Nou, en precies dat is het waar Paulus de moed en het vertrouwen ontleend om vol te houden. Ja, ook in, en met het oog op die gemeente in Korinte waar nogal wat kritiek op hem werd geuit, en zelfs negativiteit heerste over zijn persoon en zijn optreden, en over  zijn manier van preken. Lees de eerste hoofdstukken en ook 10: 10 waar Paulus schrijft” “Er zijn er die zeggen: ‘in zijn brieven slaat hij weliswaar een gewichtige toon aan (heeft hij een grote mond) maar zijn persoonlijk optreden is zwak en wat hij zegt heeft weinig te betekenen” ; het zal je maar gezegd worden, dat is niets minder dan dat je integriteit in twijfel wordt getrokken en je als persoon onderuit wordt gehaald. Het kan je ook als ouderling of diaken of dominee overkomen dat je negatieve opmerkingen of een negatieve houding tegenkomt, en je komt ook jezelf tegen, met je zwakke punten en je gemiste kansen, en het is goed ervoor open te staan dan anderen je wijzen op wat jouw blinde vlekken zijn. Paulus doet zelfs geen poging het mooier voor te doen dan het is, hij erkent dat ook hij zijn zwakke punten heeft:  “toen ik bij u kwam beschikte ik niet over uitzonderlijke welsprekendheid en wijsheid” (I,2,1) ….”bovendien kwam ik bij u in al mijn zwakheid en was ik angstig en onzeker” (I,2,3) – maar die zwakheid is nou juist de kracht van wie het evangelie brengen want dan komt de kracht van God tot zijn recht, want is het niet de boodschapper maar de boodschap die overtuigt en zijn kracht bewijst: “omdat Christus mij kracht schenkt, schep ik vreugde in mijn zwakheid” (II,12,10) – alle eer voor  God!

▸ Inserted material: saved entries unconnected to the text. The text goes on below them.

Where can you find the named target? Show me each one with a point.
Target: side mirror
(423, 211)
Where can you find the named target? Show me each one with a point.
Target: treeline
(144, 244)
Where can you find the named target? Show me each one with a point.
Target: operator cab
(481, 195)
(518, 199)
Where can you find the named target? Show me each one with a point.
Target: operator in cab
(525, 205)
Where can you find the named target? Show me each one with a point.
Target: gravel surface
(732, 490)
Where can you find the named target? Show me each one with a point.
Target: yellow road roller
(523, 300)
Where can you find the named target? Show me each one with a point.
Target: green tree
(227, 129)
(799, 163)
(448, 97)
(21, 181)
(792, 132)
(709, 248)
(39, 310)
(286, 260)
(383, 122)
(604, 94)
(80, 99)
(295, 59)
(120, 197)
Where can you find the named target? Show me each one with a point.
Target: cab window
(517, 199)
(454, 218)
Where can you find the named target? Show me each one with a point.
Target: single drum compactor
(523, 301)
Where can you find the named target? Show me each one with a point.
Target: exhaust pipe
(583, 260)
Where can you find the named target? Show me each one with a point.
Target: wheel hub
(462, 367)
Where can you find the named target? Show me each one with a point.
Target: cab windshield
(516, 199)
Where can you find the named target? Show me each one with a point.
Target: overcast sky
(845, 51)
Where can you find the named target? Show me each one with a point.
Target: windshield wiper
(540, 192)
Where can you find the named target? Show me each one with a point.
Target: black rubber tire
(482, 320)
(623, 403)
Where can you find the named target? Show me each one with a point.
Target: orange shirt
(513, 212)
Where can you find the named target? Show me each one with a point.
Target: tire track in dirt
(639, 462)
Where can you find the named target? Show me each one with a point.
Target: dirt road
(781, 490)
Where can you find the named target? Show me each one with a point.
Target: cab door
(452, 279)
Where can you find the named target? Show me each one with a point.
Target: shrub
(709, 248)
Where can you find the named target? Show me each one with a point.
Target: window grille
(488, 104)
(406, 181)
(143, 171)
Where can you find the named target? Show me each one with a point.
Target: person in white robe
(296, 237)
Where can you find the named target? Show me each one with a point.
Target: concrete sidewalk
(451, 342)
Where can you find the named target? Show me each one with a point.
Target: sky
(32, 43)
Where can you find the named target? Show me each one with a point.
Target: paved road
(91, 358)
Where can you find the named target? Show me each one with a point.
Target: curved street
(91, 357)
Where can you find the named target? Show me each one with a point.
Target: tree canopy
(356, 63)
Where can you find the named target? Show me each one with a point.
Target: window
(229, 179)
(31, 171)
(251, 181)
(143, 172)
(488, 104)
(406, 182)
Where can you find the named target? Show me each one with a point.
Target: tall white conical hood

“Wie is geschikt voor deze taak?”
kun je je afvragen als je geroepen wordt om in de kerk samen met anderen geestelijk leiding te geven, in dienst van God en dienstbaar aan mensen. Paulus wijst de richting als hij niet zichzelf verdedigt door te wijzen op wat hij allemaal van huis uit heeft meegekregen en er in zijn latere leven heeft bijgeleerd, en aan competenties in huis heeft. Het mag er allemaal zijn en het mag worden ingezet , maar wat je hebt, is gekregen van God zelf. Paulus schrijft, met het oog op zichzelf en zijn medewerkers van toen en later:  “Niet dat wij vanuit onszelf zo bekwaam zijn dat we dit als ons eigen werk kunnen beschouwen; onze bekwaamheid danken we aan God.  Hij heeft ons bekwaam gemaakt om het nieuwe verbond te dienen”.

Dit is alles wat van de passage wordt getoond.